Detailed instructions for the definition of the test data privacy project to mask Medicare numbers and address each restriction and complexity are available on the Compuware Support Center. A brief overview can be found below.
As seen in the screenshot, multiple tabs (Data Elements, Rules, Coverage, Composites and Extensions), which allow the user to manage and fine tune the project, are available. To give a brief overview:
Helps define generic placeholders for data items or fields and the normalization that should occur for them during pre and post-privatization. It provides the flexibility to add additional field or column names and expect the same processing. In the screenshot outlined below, if a new column containing HICN data is identified, simply adding it to the list of Source Data Identifiers will ensure it is masked identically to the existing fields.
This helps to define the various Rules and their specific Rule Actions. This is where we either analyze the field to identify its origin (Overloaded Rule Action) or define the masking conditions (Encryption/Translation Rule Actions).
This helps preview the results of data element identification and rule assignment. It’s a useful mechanism to make sure everything looks good as per the intended design of the Test Data Privacy project.
Encryption Sets is a mechanism to identify a range of characters or Unicode values, which would be the set from which search and replacement encryption values would be chosen. They are particularly useful when there is a need to define a specific Code Page for encryption purposes but the Code Page itself is too large.

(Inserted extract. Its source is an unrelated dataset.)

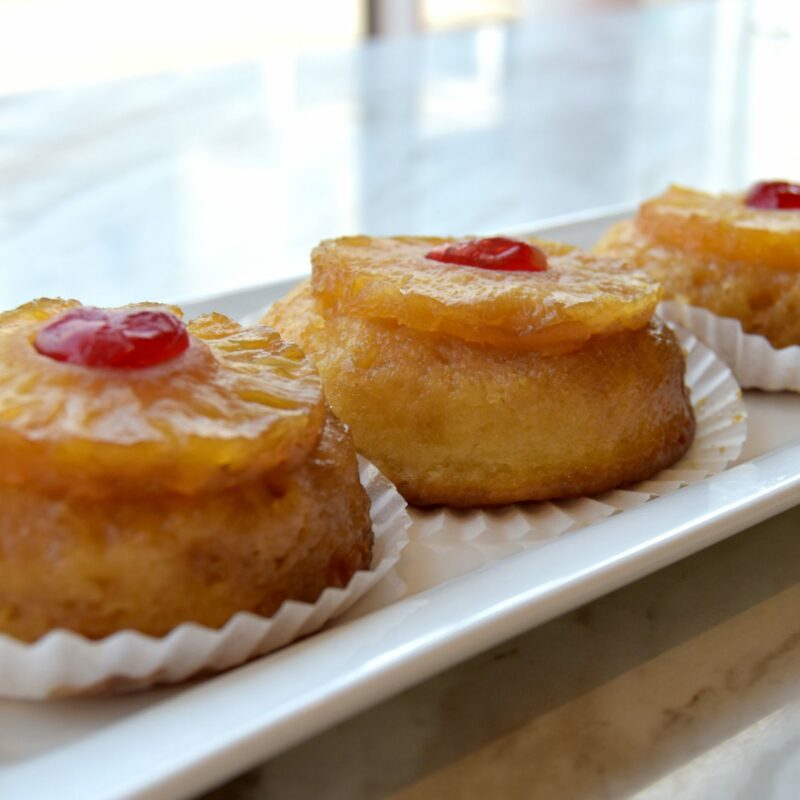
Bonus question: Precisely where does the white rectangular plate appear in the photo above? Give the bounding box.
[0,209,800,800]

The screenshot below shows the series of Encryption Sets defined to address the restrictions associated with Medicare numbers and its usage in the Rule Actions where a Field Mask is applied to restrict the Encryption Set to only certain positions.
Step-by-step instructions for creating all the required Encryption Sets are available in the aforementioned article on the Compuware Support Center.

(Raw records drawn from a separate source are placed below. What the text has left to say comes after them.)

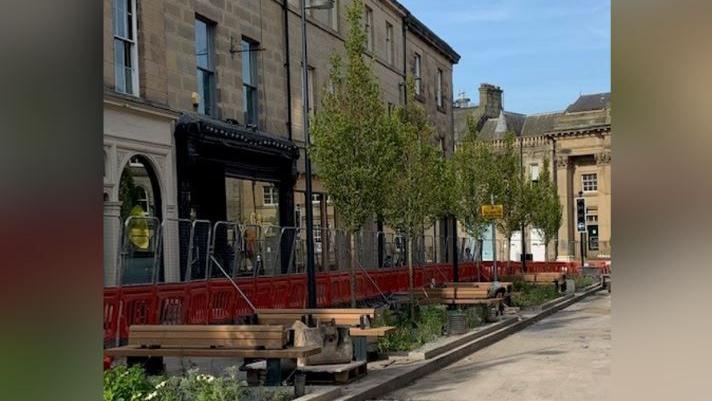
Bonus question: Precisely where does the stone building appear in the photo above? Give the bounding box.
[454,84,611,261]
[103,0,459,285]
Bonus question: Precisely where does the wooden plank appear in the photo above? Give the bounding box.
[104,345,321,359]
[129,324,284,332]
[129,338,285,349]
[255,308,376,315]
[129,330,284,340]
[349,326,396,337]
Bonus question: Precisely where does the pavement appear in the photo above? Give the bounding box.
[379,291,611,401]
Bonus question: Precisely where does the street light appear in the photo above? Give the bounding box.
[301,0,334,308]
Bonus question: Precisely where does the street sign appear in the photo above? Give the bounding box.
[576,198,586,233]
[481,205,504,220]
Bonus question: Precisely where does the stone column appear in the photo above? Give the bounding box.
[104,201,123,287]
[163,205,180,283]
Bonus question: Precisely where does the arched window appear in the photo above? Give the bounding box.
[119,155,162,220]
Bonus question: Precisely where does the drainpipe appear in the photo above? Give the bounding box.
[549,136,559,260]
[282,0,292,141]
[401,14,409,106]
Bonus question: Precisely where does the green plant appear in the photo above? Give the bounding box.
[309,0,399,307]
[574,276,595,290]
[377,305,447,352]
[531,159,564,264]
[104,365,153,401]
[464,306,489,329]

Once the Test Data Privacy project is defined and ready to be used, we can execute a couple of jobs, which invoke the project in order to privatize the data prior to writing it out to the target.

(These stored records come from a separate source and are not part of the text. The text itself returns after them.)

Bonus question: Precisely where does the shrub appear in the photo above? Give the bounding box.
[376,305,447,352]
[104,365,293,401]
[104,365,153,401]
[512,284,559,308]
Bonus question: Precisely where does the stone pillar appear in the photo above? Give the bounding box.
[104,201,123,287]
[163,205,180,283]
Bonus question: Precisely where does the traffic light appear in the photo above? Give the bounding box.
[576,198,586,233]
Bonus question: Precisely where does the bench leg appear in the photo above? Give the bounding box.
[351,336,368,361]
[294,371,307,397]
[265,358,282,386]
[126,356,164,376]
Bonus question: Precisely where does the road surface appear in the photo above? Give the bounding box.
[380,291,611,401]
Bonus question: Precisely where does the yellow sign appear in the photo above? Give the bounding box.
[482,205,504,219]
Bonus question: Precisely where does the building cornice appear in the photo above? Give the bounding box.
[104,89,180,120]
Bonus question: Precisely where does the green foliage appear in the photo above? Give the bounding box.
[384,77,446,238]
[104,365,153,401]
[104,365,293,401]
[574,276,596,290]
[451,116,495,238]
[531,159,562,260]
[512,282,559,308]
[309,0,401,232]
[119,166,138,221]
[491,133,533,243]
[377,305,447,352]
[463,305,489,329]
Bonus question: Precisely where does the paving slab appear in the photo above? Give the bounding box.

The first job would be a ConverterPro job (part of Topaz for Enterprise Data), which acts on the previously listed RDBMS Source Table and writes to a Target Table.
On execution, a comparison of the Source and Target results shows that the numbers are consistently masked across the MBI and HICN columns, and the formatting of the numbers is maintained. In addition to this, the MEDICARE column numbers were categorized and encrypted correctly. The invalid entry 1EG4 TE5 MK7Z has also been encrypted, albeit differently, since we can’t be sure of its origin.
A look at the ConverterPro execution log shows the Warning messages from the Rule Logic listed.
The second job is a File-AID Data Solutions JCL job, which simply reads and writes QSAM files while utilizing the same Test Data Privacy project.
Similar to the execution in the distributed world, a comparison of the Source and Target results shows that the numbers are consistently masked across all the columns.
This was a quick example to demonstrate the power of Topaz for Enterprise Data in resolving real-world issues customers face when managing data. There are numerous other features across Topaz for Enterprise Data that you can leverage to discover, visualize and privatize both mainframe and non-mainframe data in a common, intuitive manner.